ESP32/ ESP-EYE: Browser Based Spectrum Analyzer

In this write-up I’m showing you how you can visualize frequency bands recorded by an ESP32 with I2S microphone in your browser. This is hardly new but it allows me to test-run some concepts I want to use in a later project and might help you to get deeper into these concepts as well. Fast Fourier Transformation, ESP32 as web server using Chart.js and websockets to deliver the data to the browser.

A while back we received an ESP-EYE development board from Espressif. To demonstrate the capabilities of the board Espressif had a an impressive (pun intended) application installed on the module: voice activated face detection and recognition.

After receiving the board I played with this firmware and worked to understand how the firmware was written. I never thought that the ESP32 was powerful enough to run these tasks in real-time but the clever engineers at Espressif pulled it off!

Accessing the microphone

Now I wanted to investigate what it took to use the onboard microphone. It turns out, that his is really easy and can be done with just a few lines of code.

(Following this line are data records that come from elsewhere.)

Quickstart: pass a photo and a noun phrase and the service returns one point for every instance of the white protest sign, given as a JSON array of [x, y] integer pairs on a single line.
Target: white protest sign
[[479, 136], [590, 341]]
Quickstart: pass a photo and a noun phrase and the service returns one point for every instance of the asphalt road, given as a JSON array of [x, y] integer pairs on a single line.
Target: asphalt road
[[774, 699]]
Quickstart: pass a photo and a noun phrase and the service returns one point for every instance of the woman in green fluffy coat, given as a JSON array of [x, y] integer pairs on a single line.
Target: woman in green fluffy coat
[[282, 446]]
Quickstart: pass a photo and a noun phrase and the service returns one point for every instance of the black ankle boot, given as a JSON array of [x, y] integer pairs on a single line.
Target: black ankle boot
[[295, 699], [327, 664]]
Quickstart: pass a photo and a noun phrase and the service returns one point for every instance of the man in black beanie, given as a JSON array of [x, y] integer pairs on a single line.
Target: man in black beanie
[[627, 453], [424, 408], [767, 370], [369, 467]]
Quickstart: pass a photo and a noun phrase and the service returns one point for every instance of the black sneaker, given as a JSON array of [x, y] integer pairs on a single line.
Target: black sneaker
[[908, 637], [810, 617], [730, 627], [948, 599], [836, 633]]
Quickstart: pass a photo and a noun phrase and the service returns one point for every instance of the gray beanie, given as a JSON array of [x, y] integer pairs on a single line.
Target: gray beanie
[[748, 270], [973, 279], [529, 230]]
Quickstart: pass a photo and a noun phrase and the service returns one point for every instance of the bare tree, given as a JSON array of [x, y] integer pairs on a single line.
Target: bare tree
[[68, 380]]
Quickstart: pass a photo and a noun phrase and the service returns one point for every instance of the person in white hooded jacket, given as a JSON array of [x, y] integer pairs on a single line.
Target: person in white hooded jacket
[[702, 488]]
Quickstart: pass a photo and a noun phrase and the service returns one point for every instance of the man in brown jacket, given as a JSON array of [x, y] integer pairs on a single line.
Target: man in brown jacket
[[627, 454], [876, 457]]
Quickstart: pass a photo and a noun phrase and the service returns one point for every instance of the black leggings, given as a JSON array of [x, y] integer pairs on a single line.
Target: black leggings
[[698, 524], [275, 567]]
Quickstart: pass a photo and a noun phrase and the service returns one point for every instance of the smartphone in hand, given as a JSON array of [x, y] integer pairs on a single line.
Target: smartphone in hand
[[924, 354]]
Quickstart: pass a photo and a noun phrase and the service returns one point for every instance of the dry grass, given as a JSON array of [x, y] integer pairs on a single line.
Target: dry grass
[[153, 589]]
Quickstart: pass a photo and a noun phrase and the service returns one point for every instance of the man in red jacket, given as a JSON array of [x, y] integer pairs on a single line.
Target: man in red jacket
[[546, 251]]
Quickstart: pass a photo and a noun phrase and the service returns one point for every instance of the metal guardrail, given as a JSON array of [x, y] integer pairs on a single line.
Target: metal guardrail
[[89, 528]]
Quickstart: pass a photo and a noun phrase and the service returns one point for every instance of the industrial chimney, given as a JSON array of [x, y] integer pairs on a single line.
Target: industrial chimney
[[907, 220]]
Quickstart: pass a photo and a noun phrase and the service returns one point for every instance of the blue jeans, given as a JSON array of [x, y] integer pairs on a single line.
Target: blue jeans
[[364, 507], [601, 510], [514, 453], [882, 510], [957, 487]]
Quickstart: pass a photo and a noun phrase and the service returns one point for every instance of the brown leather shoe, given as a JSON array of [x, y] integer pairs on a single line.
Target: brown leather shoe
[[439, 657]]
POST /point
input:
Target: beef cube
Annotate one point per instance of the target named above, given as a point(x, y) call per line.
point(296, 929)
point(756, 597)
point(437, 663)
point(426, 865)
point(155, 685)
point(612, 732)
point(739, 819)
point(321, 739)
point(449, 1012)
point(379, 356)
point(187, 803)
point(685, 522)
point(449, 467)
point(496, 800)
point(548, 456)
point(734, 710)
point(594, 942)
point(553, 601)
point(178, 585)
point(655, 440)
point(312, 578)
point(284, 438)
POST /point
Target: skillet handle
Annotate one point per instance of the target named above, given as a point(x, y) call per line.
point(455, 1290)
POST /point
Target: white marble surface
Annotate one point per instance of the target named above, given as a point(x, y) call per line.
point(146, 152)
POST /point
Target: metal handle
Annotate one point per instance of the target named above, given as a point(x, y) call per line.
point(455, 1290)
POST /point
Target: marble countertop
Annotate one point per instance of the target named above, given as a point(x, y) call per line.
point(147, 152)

The following snippet initializes the microphone:

void setupMic() {
  Serial.println("Configuring I2S...");
  esp_err_t err;

  // The I2S config as per the example
  const i2s_config_t i2s_config = {
      .mode = i2s_mode_t(I2S_MODE_MASTER | I2S_MODE_RX), // Receive, not transfer
      .sample_rate = 40000,                        
      .bits_per_sample = I2S_BITS_PER_SAMPLE_32BIT, // could only get it to work with 32bits
      .channel_format = I2S_CHANNEL_FMT_ONLY_RIGHT, // although the SEL config should be left, it seems to transmit on right
      .communication_format = i2s_comm_format_t(I2S_COMM_FORMAT_I2S | I2S_COMM_FORMAT_I2S_MSB),
      .intr_alloc_flags = ESP_INTR_FLAG_LEVEL1,     // Interrupt level 1
      .dma_buf_count = 4,                           // number of buffers
      .dma_buf_len = 512                     // samples per buffer
  };

  // The pin config as per the setup
    i2s_pin_config_t pin_config = {
        .bck_io_num = 26,  // IIS_SCLK
        .ws_io_num = 32,   // IIS_LCLK
        .data_out_num = -1,// IIS_DSIN
        .data_in_num = 33  // IIS_DOUT
    };

  // Configuring the I2S driver and pins.
  // This function must be called before any I2S driver read/write operations.
  err = i2s_driver_install(I2S_PORT, &i2s_config, 0, NULL);
  if (err != ESP_OK) {
    Serial.printf("Failed installing driver: %d\n", err);
    while (true);
  }
  err = i2s_set_pin(I2S_PORT, &pin_config);
  if (err != ESP_OK) {
    Serial.printf("Failed setting pin: %d\n", err);
    while (true);
  }
  Serial.println("I2S driver installed.");
}

To sample data from the microphone you need a buffer to store the audio information:

int32_t samples[BLOCK_SIZE];
int num_bytes_read = i2s_read_bytes(
         I2S_PORT, 
         (char *)samples, 
         BLOCK_SIZE,     // the doc says bytes, but its elements.
         portMAX_DELAY); // no timeout

After that the samples array will contain the data.

Fast Fourier Transform

A spectrum analyzer visualizes which frequencies are used in a recording. Our microphone records voltage level representing the air pressure at a given moment on the microphone membrane. Many single frequencies might be summed up in this voltage. So how to we get from this information to a data structure which shows how intense each possible frequency is currently present in the recording?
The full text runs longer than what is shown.